Seit 2019 finden sich zunehmend mehr Regelungen dieser Art in den Versicherungsbedingungen am Markt. Leider in sehr unterschiedlicher Qualität.
Augen auf! Besserstufungsoption in den Versicherungsbedingungen genau prüfen
Zwar besteht bei einwandfreier Gesundheit auch später die Möglichkeit den Anbieter zu wechseln, die Wahrscheinlichkeit für eine gesundheitlich weiße Weste nimmt mit steigendem Alter jedoch erfahrungsgemäß ab. Deswegen ist es ja so attraktiv, bereits in jungen Jahren den dann noch einwandfreien Gesundheitszustand durch den frühzeitigen Abschluss einer Berufsunfähigkeitsversicherung einzufrieren.
Immer dann, wenn eine Verbesserung ein potentiell realistisches Szenario für die Zukunft ist, sollten die Versicherungsbedingungen ganz genau auf den tatsächlichen Wortlaut einer Besserstufungsoption geprüft werden.
LV1871, Golden BU, Stand 02.2019, sauberste Regelung am Markt
Die sauberste Regelung ohne Haken und Ösen (Stand 04/2020) kommt von der LV1871. In den Versicherungsbedingungen der Golden BU ist klar geregelt, wann Schüler, Azubis und Studenten ihre Berufsgruppe überprüfen lassen können.
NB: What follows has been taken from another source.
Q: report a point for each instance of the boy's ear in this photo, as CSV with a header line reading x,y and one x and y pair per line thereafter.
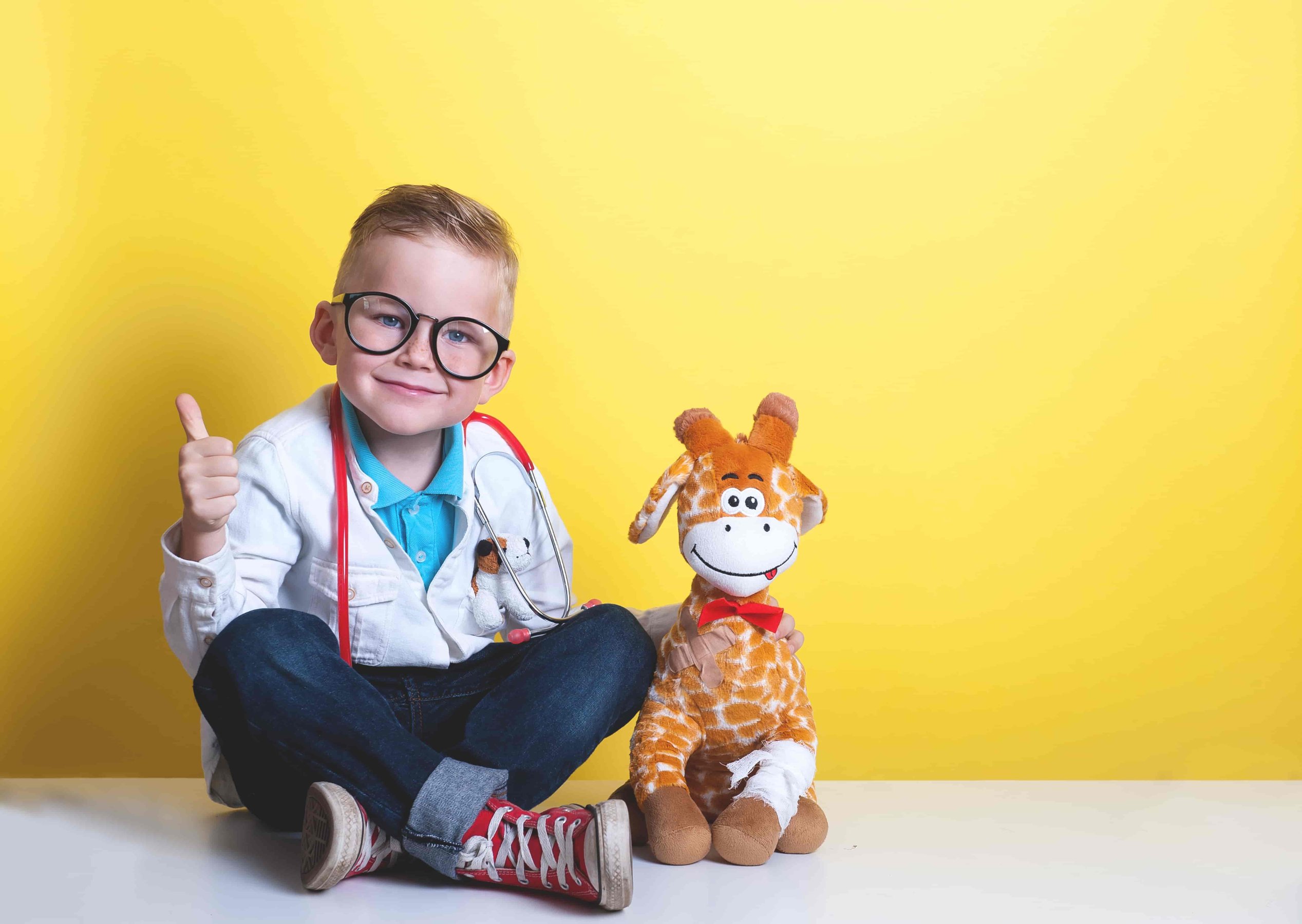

Dieses Recht besteht ohne erneute Risikoprüfung. Heißt, gesundheitliche Veränderungen bleiben ebenso unberücksichtigt, wie bspw. inzwischen ausgeübte Hobbys, Körpergröße / Gewicht und Rauchverhalten.
Lediglich Berufswechsel im späteren Berufsleben sind außen vor, diese sind beispielsweise in der HDI Ego Top möglich.
Alte Leipziger, BV10, Stand 01.2020, wertloser Werbegag
Das Negativbeispiel, wie eine Besserstufungsoption auf keinen Fall aussehen sollte, kommt von der Alte Leipziger.
Bei der Alte Leipziger besteht die Option zur Verbesserung einer Berufsgruppe nur vorbehaltlich erneuter Risikoprüfung. Ein belastbares Anrecht besteht somit nicht. Gesundheitszustand, Rauchverhalten, BMI, Hobbys – alles kann neu geprüft werden und eine Verbesserung verhindern.
Eine vergleichbar schlechte Regelung (vorbehaltlich erneute Risikoprüfung) hat Stand 2020 die Allianz.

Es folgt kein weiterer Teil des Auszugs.